Каждое его малейшее движение заставляло ее страстно желать — еще глубже, еще сильнее, еще больше… пока она, наконец, не закричала, потому что полное наслаждение захлестнуло ее с головой и унесло далеко за пределы всего, что она могла себе вообразить.
Она лежала успокоенная и немного позже, когда к ней опять вернулись мысли, пристыженная, как он того и хотел и чего не скрывал.
Непереносимо, что она находила удовольствие во всем этом, находясь в руках своего злейшего врага, жестокого и лишенного милосердия человека, который ее безумно ненавидел.
Теперь она, наконец, все же поняла, что он чувствовал тогда в Киркбургском замке, прикованный и беспомощный, и страстно возненавидела его за то, что он ей это показал. О, как Ровена его возненавидела — возможно, она даже была готова его убить.
Этот первый день в покоях лорда длился для Ровены бесконечно, несмотря на то, что де Чевил покинул ее тут же, как закончил, — так, как она поступала с ним. Конечно, она осталась прикованной к кровати. Око за око. И если он будет придерживаться в точности того, что сам испытал, то не должен бы посетить ее еще раз сегодня. Удивительно, что он не стал ждать полуночи для первой встречи, ведь Гилберт в первый раз привел ее к нему именно в полночь.
Этот первый раз… Она испытала ужасающую боль. Если быть справедливым, то, хотя он тогда тоже терпел жуткие страдания, когда сопротивлялся и наручники врезались ему в запястья, сегодня он не испытывал боли. И она не получала никакого удовольствия от общения с ним в Киркбурге, а он испытывал его каждый раз. И вот теперь, когда насилует ее, он опять получает удовольствие, и это совсем уж несправедливо. Выходит, осознала она с горечью, он осуществляет свою месть и получает еще дополнительное удовлетворение.
Око за око. Если это так, то она должна быть прикована еще три дня, а потом отпущена. Она может ожидать также, что он будет приходить по три раза на вторую и третью ночь — если он сможет что-то сделать без ее ласк. Если не сможет сам… нет, она не будет думать об этом.
Часы проходили, и ни один звук не доносился до нее. Она не заметила, как у нее затекли руки там, где были связаны. Когда она напрягла их, онемение сменилось неприятным покалыванием. После этого она осторожно время от времени двигала руками, чтобы они не затекли, и даже не пыталась вообразить, что будет после сна.
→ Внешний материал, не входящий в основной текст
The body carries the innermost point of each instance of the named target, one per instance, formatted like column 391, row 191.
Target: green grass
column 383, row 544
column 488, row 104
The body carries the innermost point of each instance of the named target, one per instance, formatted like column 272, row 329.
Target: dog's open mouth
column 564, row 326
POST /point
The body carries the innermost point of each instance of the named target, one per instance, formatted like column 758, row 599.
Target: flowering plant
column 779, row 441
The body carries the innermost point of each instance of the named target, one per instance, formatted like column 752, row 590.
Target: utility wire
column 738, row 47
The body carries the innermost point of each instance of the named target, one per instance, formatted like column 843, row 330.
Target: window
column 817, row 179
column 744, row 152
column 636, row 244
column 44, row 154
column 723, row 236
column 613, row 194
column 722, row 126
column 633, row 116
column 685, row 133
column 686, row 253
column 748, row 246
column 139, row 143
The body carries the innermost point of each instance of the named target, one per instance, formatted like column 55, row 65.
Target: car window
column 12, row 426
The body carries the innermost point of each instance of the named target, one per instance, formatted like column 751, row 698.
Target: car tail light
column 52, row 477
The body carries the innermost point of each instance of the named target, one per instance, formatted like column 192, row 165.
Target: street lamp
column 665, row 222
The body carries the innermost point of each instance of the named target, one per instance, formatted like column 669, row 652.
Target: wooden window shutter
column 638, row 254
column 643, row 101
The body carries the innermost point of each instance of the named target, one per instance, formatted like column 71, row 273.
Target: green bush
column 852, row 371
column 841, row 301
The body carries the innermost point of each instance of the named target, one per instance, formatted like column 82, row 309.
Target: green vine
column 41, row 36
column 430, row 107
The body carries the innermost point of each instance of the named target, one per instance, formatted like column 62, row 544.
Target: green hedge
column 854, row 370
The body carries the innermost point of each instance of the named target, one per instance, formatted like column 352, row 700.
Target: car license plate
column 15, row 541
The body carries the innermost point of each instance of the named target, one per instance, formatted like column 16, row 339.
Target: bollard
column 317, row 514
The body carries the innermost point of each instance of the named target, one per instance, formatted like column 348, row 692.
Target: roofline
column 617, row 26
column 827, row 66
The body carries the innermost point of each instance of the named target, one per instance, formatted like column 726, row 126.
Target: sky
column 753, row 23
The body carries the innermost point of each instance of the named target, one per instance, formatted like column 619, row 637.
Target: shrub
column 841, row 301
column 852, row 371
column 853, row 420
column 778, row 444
Однако сон к ней никак не приходил. В комнате темнело с наступлением ночи, а она не могла сомкнуть глаз. Ровена пыталась облегчиться, но потом вдруг пугалась, что кто-то придет, а она лежит на этой кровати — и чувствовала стыд… О, Боже, подумала она, он никогда сам не облегчился в этих цепях. Милдред помогала ему. И когда Ровена думала об этом, ее кожа пылала от стыда. То было еще одно унижение, которое он испытал и о котором она не догадывалась. Но даже если бы догадалась, что бы она сделала? Гилберт не желал, чтобы кто-нибудь, кроме нее с Милдред, там присутствовал, так что она все равно не могла бы послать слугу из мужчин, чтобы ему помочь.